When oil prices increased recently Ministers and senior Government officials enjoyed an automatic income adjustment to their earnings to cushion them. A proportional increase in their fuel allowance was effected to ensure that they were not “disadvantaged”.
Not so with the rest of population. At the lowest end of the population, the peasant farmer must now absorb the increased cost in transport and of goods and services they use.
A little earlier too, public service workers received a whopping salary increase that will see the lowest paid worker earning about K3million a month. This works out at about 46 bags of maize, which an ordinary peasant farmer is most unlikely to produce and yet he is expected to live on the meager income from the fields.
What is most unfair is the fact that the increase in public service workers salaries means an increase in Government expenditure on emoluments which in turn means that the delivery on social services will be affected.
Instead of increasing the public purse for communal good, the removal of subsidy on petroleum products will instead mean a diminution in the available resources meant for public good.
The nation actually still has to be informed of the full implication of the recent public service wage increase on the national treasury.
What has become increasingly clear is that the income disparity has widened even further. The gap between those in Government service and those in the private sector will grow exponentially in September when the public service wages will take effect. This will have a pulling tendency which the economy must brace for.
As soon as the public service wages hit the banks, inflation can be expected to increase substantially. This will put pressure on private sector employers to increase wages and ultimately the wage scenario will become all the more complex and volatile.
The tragedy is that, as Government will be the lead factor, this increase will not be matched by production, it will simply represent additional capacity to consume. This will present a standard economic paradigm, namely more money chasing the same amount of goods.

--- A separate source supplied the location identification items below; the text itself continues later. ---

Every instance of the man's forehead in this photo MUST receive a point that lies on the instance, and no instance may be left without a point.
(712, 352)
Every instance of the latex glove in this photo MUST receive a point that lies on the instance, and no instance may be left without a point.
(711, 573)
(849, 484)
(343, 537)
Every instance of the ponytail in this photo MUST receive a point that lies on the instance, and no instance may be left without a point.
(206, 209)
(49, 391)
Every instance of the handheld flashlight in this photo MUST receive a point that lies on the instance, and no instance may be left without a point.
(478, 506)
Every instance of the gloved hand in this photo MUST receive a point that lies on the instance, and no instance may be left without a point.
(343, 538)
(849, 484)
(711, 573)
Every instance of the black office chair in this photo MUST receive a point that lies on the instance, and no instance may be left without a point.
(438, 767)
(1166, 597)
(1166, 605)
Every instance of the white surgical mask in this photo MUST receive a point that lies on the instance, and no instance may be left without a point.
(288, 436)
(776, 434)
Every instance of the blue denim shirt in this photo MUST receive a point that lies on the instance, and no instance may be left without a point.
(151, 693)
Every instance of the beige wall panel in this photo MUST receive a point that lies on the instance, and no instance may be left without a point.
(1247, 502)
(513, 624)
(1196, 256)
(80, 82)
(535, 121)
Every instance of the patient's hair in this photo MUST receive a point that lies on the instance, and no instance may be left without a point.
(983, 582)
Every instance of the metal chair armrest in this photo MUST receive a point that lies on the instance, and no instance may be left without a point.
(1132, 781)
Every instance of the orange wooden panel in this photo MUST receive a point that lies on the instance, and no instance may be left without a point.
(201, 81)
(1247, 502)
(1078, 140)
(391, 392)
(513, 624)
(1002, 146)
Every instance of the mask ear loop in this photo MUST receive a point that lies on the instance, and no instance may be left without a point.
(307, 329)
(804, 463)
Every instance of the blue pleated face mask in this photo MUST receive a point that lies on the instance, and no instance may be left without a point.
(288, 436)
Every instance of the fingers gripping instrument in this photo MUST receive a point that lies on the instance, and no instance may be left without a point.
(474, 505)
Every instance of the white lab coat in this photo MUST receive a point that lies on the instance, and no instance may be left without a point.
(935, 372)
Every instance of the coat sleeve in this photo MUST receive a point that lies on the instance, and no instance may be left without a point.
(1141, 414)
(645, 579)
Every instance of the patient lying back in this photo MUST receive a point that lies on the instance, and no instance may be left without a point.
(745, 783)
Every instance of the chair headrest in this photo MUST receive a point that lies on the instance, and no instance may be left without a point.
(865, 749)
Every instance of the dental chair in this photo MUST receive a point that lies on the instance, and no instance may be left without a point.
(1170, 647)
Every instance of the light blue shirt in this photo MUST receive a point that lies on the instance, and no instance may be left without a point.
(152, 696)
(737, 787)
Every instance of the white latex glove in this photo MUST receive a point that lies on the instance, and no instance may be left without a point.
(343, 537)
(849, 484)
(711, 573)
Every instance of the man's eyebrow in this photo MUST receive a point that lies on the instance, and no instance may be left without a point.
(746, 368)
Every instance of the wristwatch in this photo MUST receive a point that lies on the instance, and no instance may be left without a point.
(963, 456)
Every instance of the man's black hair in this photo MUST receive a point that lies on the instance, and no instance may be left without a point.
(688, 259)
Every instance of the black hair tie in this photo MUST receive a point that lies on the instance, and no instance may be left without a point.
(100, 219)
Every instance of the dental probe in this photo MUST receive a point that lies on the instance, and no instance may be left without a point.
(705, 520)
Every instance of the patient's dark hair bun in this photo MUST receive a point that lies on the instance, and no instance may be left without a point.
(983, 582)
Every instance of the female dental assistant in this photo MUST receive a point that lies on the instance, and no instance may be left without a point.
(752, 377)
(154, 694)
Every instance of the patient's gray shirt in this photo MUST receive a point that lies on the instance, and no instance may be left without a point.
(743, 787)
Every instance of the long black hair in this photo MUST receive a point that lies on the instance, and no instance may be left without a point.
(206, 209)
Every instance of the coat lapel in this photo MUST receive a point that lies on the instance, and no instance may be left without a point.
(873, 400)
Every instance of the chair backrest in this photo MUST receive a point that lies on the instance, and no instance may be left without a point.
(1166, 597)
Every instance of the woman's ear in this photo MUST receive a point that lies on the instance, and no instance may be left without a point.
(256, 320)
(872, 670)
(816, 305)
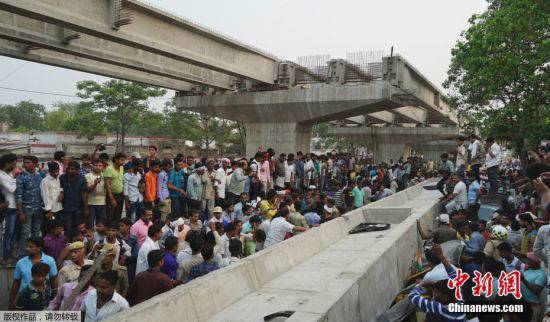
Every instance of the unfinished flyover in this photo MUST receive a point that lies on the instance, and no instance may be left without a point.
(322, 275)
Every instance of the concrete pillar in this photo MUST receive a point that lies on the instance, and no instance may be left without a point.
(282, 137)
(383, 152)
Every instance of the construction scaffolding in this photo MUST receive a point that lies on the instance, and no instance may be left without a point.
(368, 62)
(312, 68)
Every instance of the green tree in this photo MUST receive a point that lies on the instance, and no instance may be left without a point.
(499, 73)
(55, 120)
(86, 121)
(121, 101)
(150, 123)
(203, 129)
(23, 116)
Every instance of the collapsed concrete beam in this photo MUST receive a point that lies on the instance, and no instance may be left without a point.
(154, 31)
(414, 89)
(43, 35)
(411, 114)
(392, 134)
(318, 103)
(383, 116)
(43, 56)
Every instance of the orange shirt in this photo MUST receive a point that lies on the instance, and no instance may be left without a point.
(150, 187)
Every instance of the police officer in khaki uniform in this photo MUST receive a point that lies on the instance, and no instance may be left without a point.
(70, 271)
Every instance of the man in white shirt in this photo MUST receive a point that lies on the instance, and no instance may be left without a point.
(459, 198)
(50, 190)
(308, 169)
(278, 228)
(103, 301)
(154, 234)
(7, 187)
(221, 178)
(290, 170)
(133, 198)
(476, 155)
(230, 232)
(492, 161)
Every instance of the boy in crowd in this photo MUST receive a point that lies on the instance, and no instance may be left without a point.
(104, 301)
(36, 295)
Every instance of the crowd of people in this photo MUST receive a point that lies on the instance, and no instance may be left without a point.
(515, 238)
(154, 223)
(151, 224)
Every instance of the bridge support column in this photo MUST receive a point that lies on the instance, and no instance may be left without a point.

The result is obvious.
Ultimately the inequality between public and private sectors will have to be bridged, meaning that private employers must increase prices to raise enough money to pay higher wages.
In all this the peasant farmer will suffer the most, considering that his capacity to increase income is almost non-existent.
That is why we are recommending for a Salaries, Wages and Income Commission that will attempt to make sense of our economy in relation to what will be prevailing salaries for those in full employment, wages for those paid by the hour and income for those who may be engaged in meaningful production including peasant farming where none of the latter apply.
There must be an effort to bring some equity in the market to ensure that equal effort will realize the same benefits. It is not fair that some individuals in Government or indeed parastatal organizations earn about K200million a month while the small scale farmer earns less than K10million a year.
Apart from the superficial, both have the same needs and will undoubtedly require the same resources to meet them hence the need for an equitable formula.